De acordo com o levantamento, a média de coleta entre os 10 chatbots mais populares é de 14 tipos de dados. No entanto, gigantes como Google e OpenAI estão muito acima dessa linha, monitorando desde o histórico de navegação até métricas de saúde e áudio.
O estudo coloca a Meta no topo isolado, mas o Google Gemini aparece logo atrás, coletando 23 tipos de dados (quase o dobro da média do mercado). Entre as informações capturadas estão a localização precisa e o histórico de buscas do usuário.
A grande surpresa do relatório, porém, foi o ChatGPT. O chatbot da OpenAI subiu da 7ª para a 3ª posição no ranking de maiores coletores. Em apenas um ano, a plataforma aumentou em 70% a quantidade de dados monitorados, incluindo agora informações sensíveis como dados de saúde, fitness e arquivos de áudio.
A invasão da localização
Um dos pontos mais alarmantes destacados pela Surfshark é o rastreamento geográfico. No ano passado, 40% dos apps de IA coletavam dados de localização; hoje, esse número saltou para 70%.

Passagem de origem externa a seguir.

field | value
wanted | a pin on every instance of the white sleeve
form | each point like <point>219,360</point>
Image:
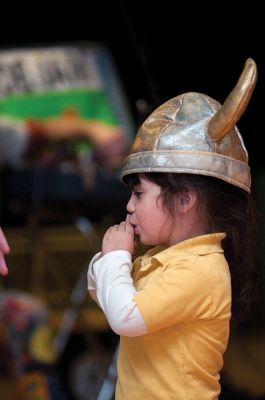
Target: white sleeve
<point>111,285</point>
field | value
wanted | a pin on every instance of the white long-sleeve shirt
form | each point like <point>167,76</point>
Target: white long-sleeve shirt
<point>110,284</point>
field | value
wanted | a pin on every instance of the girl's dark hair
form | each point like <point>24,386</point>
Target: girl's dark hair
<point>226,208</point>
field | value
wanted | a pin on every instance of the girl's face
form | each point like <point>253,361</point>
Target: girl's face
<point>150,220</point>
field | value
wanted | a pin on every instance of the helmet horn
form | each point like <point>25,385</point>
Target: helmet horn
<point>235,104</point>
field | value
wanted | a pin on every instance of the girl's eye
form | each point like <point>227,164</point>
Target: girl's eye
<point>137,194</point>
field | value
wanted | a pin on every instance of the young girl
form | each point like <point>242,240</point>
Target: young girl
<point>190,180</point>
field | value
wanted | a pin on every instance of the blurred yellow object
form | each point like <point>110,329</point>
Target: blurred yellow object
<point>41,345</point>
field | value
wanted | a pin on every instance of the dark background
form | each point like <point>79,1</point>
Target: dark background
<point>161,48</point>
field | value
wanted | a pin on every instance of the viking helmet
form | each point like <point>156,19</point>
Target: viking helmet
<point>192,133</point>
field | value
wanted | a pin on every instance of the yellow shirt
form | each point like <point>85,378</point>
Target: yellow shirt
<point>184,296</point>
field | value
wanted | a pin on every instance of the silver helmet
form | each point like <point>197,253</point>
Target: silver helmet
<point>192,133</point>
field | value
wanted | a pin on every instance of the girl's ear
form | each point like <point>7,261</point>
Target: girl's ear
<point>186,201</point>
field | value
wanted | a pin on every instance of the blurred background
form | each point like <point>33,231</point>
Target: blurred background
<point>69,75</point>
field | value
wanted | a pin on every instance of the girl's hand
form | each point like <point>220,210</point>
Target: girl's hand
<point>119,237</point>
<point>4,249</point>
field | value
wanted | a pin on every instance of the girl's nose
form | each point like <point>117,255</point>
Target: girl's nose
<point>130,207</point>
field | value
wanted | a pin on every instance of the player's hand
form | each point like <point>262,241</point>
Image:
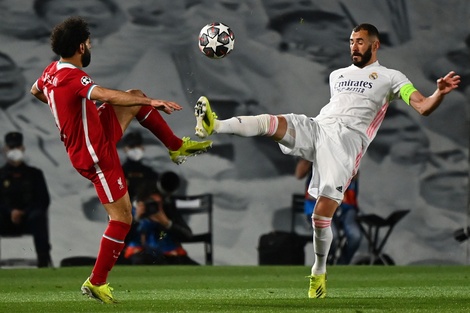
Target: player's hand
<point>166,106</point>
<point>448,83</point>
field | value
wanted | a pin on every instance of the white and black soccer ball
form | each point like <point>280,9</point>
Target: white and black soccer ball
<point>216,40</point>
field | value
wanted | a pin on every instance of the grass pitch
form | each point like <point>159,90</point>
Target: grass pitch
<point>357,289</point>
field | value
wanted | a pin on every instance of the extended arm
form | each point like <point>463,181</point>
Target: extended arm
<point>426,105</point>
<point>122,98</point>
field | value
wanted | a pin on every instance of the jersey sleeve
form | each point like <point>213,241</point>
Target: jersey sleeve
<point>81,83</point>
<point>398,81</point>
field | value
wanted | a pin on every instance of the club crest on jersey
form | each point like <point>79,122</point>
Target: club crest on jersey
<point>86,80</point>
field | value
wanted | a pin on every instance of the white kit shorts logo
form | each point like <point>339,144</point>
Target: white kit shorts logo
<point>86,80</point>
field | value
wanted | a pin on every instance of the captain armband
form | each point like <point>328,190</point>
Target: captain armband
<point>406,91</point>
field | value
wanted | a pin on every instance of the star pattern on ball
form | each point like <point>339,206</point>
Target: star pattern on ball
<point>213,43</point>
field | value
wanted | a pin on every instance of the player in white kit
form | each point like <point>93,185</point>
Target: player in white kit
<point>336,139</point>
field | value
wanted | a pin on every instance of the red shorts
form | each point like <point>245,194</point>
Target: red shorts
<point>107,175</point>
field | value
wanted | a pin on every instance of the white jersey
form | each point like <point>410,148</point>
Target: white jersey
<point>360,97</point>
<point>336,140</point>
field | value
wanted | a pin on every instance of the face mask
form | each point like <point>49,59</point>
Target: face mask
<point>135,154</point>
<point>15,155</point>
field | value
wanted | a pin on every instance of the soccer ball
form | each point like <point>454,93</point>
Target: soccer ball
<point>216,40</point>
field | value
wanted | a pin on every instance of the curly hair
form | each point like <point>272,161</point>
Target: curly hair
<point>67,36</point>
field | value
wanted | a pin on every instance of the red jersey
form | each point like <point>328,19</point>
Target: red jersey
<point>68,90</point>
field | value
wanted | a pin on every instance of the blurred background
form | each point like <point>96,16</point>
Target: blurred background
<point>284,52</point>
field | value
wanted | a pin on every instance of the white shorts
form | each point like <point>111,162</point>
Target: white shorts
<point>334,150</point>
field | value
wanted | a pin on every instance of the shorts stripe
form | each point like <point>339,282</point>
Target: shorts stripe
<point>104,183</point>
<point>113,239</point>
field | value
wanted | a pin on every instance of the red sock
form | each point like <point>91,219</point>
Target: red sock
<point>151,119</point>
<point>111,245</point>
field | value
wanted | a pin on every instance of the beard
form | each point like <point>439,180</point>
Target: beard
<point>365,58</point>
<point>86,57</point>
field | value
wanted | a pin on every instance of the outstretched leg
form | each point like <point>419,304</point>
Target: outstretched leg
<point>322,239</point>
<point>245,126</point>
<point>150,118</point>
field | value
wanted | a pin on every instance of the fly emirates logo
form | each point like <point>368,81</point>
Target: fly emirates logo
<point>358,86</point>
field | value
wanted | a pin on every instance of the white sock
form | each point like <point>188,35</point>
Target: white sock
<point>322,239</point>
<point>248,126</point>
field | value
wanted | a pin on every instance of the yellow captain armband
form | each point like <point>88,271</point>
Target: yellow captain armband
<point>406,91</point>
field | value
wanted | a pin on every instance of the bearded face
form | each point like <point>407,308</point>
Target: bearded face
<point>361,59</point>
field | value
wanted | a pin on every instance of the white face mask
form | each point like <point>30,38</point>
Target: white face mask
<point>135,154</point>
<point>15,155</point>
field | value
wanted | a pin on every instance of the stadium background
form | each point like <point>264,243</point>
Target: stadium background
<point>415,163</point>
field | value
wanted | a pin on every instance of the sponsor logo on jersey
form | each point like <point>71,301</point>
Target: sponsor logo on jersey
<point>358,86</point>
<point>86,80</point>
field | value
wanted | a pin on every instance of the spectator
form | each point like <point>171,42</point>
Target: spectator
<point>136,172</point>
<point>24,199</point>
<point>160,230</point>
<point>344,219</point>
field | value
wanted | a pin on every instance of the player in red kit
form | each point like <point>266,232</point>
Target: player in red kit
<point>90,135</point>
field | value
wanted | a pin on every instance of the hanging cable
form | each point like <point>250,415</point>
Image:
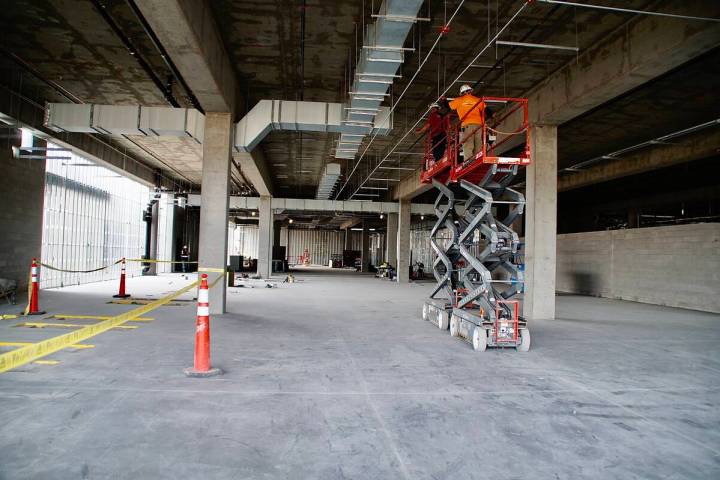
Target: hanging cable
<point>497,35</point>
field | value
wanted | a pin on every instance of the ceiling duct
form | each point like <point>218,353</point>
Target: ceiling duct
<point>328,180</point>
<point>380,59</point>
<point>269,115</point>
<point>125,120</point>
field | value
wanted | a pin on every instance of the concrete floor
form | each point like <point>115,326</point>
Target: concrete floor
<point>338,377</point>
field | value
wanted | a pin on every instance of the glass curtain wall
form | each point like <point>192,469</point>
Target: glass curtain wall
<point>92,217</point>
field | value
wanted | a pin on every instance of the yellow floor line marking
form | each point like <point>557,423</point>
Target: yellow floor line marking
<point>77,346</point>
<point>93,317</point>
<point>30,353</point>
<point>66,325</point>
<point>143,302</point>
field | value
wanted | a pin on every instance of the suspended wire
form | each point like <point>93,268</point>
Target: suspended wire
<point>497,35</point>
<point>397,102</point>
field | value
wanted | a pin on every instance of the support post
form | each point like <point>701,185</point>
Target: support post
<point>214,197</point>
<point>541,224</point>
<point>391,240</point>
<point>403,243</point>
<point>365,248</point>
<point>265,232</point>
<point>155,211</point>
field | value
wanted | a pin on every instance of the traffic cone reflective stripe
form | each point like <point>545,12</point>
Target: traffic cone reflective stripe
<point>202,328</point>
<point>121,290</point>
<point>33,307</point>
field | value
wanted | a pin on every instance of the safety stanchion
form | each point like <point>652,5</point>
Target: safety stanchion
<point>121,290</point>
<point>34,287</point>
<point>202,366</point>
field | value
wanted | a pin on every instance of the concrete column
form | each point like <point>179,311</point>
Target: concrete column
<point>541,224</point>
<point>214,197</point>
<point>265,237</point>
<point>391,240</point>
<point>365,248</point>
<point>403,243</point>
<point>155,210</point>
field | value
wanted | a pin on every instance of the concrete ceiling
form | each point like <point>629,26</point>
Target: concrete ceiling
<point>57,50</point>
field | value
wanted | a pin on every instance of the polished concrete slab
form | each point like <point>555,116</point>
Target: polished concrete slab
<point>337,376</point>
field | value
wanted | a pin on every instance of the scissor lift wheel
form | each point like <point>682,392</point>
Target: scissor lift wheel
<point>524,345</point>
<point>479,339</point>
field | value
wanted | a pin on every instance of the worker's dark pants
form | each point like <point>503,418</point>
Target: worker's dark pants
<point>439,142</point>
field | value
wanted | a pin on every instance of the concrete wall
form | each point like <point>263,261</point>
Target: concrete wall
<point>677,266</point>
<point>22,185</point>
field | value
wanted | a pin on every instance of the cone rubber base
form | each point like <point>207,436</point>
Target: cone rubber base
<point>191,372</point>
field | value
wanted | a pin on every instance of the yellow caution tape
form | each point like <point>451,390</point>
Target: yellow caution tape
<point>211,270</point>
<point>150,260</point>
<point>77,346</point>
<point>30,353</point>
<point>60,316</point>
<point>65,325</point>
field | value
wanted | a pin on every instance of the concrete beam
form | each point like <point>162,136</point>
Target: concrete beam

“Os chatbots estão se tornando cada vez mais agressivos”, alerta Tomas Stamulis, Diretor de Segurança da Surfshark. Segundo o executivo, ao contrário dos buscadores tradicionais, “essas ferramentas lidam com uploads altamente sensíveis, como documentos fiscais e registros médicos, que podem ser compartilhados em grandes redes de terceiros para a veiculação de anúncios direcionados”.
Como se proteger?
Para quem não abre mão da tecnologia, a recomendação de segurança é clara: trate cada comando enviado à IA como um registro público.
Revise suas configurações: verifique quais permissões o app possui no seu celular.
Desative o histórico: sempre que possível, utilize modos que não salvam as conversas.
Cuidado com uploads: nunca compartilhe documentos com dados pessoais, financeiros ou médicos.
Pense antes: para efeitos de privacidade, a melhor estratégia é nunca compartilhar informações que você não deseja que se tornem públicas.